THE PINK TAX
Products marketed towards women cost female consumers thousands.
September 18, 2019
When shopping for a graphing calculator, one may see a navy colored calculator and a pink colored calculator, both with the same buttons, the same features and the same functions. The only difference, with the exception of the contrasting color of the two calculators, is their price. At Walmart, the Texas Instruments TI-84 Plus CE Graphing Calculator, black colored, costs $142.67 online; the same model, but pink colored, costs $148.82. The purpose of the different colors is due to the generalized and stereotypical preference of pink for women and any color other than pink being for men. The price difference of $6.15 may be subtle, but the universal tendency to price women-targeted products higher than men-targeted products builds up the bill most women have to pay.
The “pink tax,” also known as the “gender tax,” is a phenomenon that refers to the higher priced items that are typically targeted towards women, in comparison to products deemed for men. According to a 1994 study in California, on average, women pay an estimated $1,351 more annually. Items used for recreation or basic needs, such as razors, scooters, or jeans, have significant price differences, when both function the exact same way, except the packaging, size and/or color may not be the same.
WHY WOMEN’S PRODUCTS COST MORE
The “pink tax” exists in the first place because women’s needs are seen as being more costly and demanding. The Psychology Today magazine states that labor costs for women’s clothing are more because of the variety of clothing. Men’s style of clothing is traditional, with a few number of styles, and there is less fabric used. Thus, consumers will find women’s clothing to be pricier than men’s clothing.
However, not all items have the same circumstances in regards to production. Yet, the “pink tax” is applicable to almost every item in the market. In fact, the products made specially for women are smaller, meaning it takes fewer resources to produce them. Despite that, the prices of these women-specific items are still high compared to the same items advertised for men.
The cost of basic necessities, along with pain medications and menstrual products can accumulate to over $8000 annually for women.
“Women’s products are just as much of a need as food or water,” junior Saharah Alamgir said. “The products themselves are quite expensive… the price of these products monthly can be between $15 and $30 even without tax.”
Markets create women-specific products to separate the entirety of the consumer population into gender-based divisions.
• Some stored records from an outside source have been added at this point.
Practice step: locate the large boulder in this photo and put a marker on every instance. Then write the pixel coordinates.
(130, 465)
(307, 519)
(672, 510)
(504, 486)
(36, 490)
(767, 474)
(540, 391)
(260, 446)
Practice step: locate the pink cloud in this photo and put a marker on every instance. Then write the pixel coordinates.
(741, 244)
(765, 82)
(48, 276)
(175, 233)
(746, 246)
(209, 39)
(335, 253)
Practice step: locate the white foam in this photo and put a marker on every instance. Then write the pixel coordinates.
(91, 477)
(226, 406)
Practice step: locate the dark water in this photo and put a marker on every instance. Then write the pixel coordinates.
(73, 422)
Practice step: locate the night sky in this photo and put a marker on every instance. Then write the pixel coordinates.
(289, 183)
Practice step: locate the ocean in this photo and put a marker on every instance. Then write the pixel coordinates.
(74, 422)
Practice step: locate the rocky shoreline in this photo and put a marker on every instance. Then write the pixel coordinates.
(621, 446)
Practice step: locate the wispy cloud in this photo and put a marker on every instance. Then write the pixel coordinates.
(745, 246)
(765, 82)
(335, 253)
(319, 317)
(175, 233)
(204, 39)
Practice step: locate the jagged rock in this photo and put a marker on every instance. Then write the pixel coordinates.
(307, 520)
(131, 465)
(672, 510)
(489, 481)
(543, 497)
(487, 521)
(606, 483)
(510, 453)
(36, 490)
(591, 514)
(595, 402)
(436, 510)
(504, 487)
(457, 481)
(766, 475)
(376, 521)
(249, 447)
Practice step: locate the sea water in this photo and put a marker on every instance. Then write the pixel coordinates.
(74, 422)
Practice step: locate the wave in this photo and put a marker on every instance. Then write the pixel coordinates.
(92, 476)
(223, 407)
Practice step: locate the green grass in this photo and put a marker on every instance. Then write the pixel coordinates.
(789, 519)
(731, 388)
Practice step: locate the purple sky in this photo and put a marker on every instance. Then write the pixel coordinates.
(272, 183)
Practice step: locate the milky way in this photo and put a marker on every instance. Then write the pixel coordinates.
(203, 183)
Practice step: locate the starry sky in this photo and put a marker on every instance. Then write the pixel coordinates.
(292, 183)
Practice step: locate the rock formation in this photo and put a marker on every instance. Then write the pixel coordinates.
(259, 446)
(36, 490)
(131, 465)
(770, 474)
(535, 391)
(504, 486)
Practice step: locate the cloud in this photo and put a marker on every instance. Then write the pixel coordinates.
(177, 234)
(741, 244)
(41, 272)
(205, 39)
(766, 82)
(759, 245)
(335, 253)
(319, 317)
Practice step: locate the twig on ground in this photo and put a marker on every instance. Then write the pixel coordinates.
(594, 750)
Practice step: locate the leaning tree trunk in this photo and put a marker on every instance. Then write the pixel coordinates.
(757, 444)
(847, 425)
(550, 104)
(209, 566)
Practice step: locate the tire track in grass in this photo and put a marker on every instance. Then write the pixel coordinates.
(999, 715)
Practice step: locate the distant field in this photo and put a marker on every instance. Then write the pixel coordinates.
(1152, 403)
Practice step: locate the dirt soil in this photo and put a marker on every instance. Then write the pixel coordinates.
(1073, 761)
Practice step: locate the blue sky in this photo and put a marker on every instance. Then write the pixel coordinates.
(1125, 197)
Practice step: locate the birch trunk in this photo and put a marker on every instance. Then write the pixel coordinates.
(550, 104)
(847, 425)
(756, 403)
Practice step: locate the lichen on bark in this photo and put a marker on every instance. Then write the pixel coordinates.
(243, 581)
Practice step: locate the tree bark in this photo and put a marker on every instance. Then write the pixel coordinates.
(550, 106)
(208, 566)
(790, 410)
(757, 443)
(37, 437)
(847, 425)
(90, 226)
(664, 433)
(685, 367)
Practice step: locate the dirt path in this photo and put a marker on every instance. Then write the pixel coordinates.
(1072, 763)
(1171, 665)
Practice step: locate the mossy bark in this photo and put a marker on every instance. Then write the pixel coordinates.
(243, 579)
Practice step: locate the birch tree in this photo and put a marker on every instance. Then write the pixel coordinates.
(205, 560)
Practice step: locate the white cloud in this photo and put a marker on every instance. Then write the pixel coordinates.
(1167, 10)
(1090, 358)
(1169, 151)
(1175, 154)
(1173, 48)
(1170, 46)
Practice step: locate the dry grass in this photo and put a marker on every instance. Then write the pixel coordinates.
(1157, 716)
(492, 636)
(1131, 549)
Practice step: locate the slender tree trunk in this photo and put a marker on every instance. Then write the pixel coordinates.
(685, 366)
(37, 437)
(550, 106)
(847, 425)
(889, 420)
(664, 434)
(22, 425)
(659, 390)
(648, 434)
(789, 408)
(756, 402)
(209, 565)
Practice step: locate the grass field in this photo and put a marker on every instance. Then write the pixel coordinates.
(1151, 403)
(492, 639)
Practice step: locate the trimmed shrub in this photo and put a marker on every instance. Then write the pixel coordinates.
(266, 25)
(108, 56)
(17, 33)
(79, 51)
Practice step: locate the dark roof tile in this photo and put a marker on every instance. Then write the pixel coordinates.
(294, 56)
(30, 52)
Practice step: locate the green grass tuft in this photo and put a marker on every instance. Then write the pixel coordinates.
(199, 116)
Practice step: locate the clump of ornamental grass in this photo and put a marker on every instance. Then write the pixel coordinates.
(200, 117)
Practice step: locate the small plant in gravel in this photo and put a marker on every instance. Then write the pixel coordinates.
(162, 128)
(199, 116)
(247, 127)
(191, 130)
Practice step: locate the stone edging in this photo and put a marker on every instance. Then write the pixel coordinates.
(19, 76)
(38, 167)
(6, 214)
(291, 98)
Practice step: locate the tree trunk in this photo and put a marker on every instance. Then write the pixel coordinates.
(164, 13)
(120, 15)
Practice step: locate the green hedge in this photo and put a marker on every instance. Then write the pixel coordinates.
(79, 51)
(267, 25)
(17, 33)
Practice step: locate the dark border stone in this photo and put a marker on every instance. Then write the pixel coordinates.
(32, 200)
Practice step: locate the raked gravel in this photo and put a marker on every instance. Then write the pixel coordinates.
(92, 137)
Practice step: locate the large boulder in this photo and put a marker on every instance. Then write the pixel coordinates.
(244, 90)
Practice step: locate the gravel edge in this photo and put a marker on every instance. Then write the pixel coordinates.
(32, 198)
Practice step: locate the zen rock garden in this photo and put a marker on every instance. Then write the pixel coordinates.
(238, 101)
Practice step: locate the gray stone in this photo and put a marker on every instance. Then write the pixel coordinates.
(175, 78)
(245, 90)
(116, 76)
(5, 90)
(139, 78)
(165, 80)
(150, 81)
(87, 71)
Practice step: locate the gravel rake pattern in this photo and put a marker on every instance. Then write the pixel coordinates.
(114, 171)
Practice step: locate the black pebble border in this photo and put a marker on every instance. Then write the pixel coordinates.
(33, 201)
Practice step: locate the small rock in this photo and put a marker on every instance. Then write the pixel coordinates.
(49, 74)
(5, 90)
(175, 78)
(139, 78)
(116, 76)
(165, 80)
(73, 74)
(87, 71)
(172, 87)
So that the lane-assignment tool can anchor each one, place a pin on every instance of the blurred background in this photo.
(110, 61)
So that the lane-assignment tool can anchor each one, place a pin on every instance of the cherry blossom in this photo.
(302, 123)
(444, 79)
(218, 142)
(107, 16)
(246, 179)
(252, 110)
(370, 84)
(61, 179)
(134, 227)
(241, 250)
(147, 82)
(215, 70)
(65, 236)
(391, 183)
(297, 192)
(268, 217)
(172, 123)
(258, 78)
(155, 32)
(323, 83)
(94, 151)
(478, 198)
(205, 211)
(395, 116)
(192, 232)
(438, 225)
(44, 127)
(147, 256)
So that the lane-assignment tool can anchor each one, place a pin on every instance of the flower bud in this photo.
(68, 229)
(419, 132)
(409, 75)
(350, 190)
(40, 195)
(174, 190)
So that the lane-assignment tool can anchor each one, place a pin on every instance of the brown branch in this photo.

This method, known as market segmentation, has shown a significant increase in sales from companies using it for years, so the “pink tax” will not be going anywhere anytime soon.
WILL IT ALWAYS BE THE “PINK TAX”?
In the twenty-first century, social norms have begun to challenge traditional gender norms, including the assignment of gender to certain colors. Not all women love pink and hate blue, nor do all men love blue and hate pink. Actually, blue was once used as a market ploy to attract female buyers before the 1950s, as said by financial news site Business Insider.
“I do believe [gender stereotypes] persist,” Alamgir said. “Although society has moved on from a time where physical prowess was the most important part of being successful, society still finds these factors abundantly important and therefore views men as greater than women.”
The truth is: the color marketing will always be relevant. It is in human nature to react differently to different colors, such as feeling optimistic when seeing the color yellow, feeling inspired when seeing the color purple, or feeling balanced seeing monochromatic color schemes.
The market has rooted the effects of gender marketing so deeply into consumers’ perceptions, that regardless of the evolution of social norms, color stereotypes will remain in strategic advertising.
AVOIDING THE “PINK TAX”
Gender marketing may never go away, but avoiding the strategies corporations use makes the “pink tax” phenomenon less… phenomenal. For starters, women should attempt to buy their basic needs through men-targeted items.
“I use men’s products probably once a day because I use men’s shaving cream,” junior Juliana Poblano said.
Using men’s products as a woman is not a big deal, nor should society look down on the idea. Fabric softeners, tissues, toothpaste and most famously, razors, will be advertised specially for men for a lower price when it is just as similar as the “women’s version,” if not, exactly the same.
Corporations may find it risky to resort to gender marketing tactics because of the fact that one gender will not buy a product if they advertise it for the opposite gender; however, they have found that an influx of people from the gender they promote are buying that product because of this strategy. If women continue to boycott the sale of women-specific products, these corporations will be compelled to discard the tactic, and just one corporation doing so may change the entire gender stereotyping culture in the market.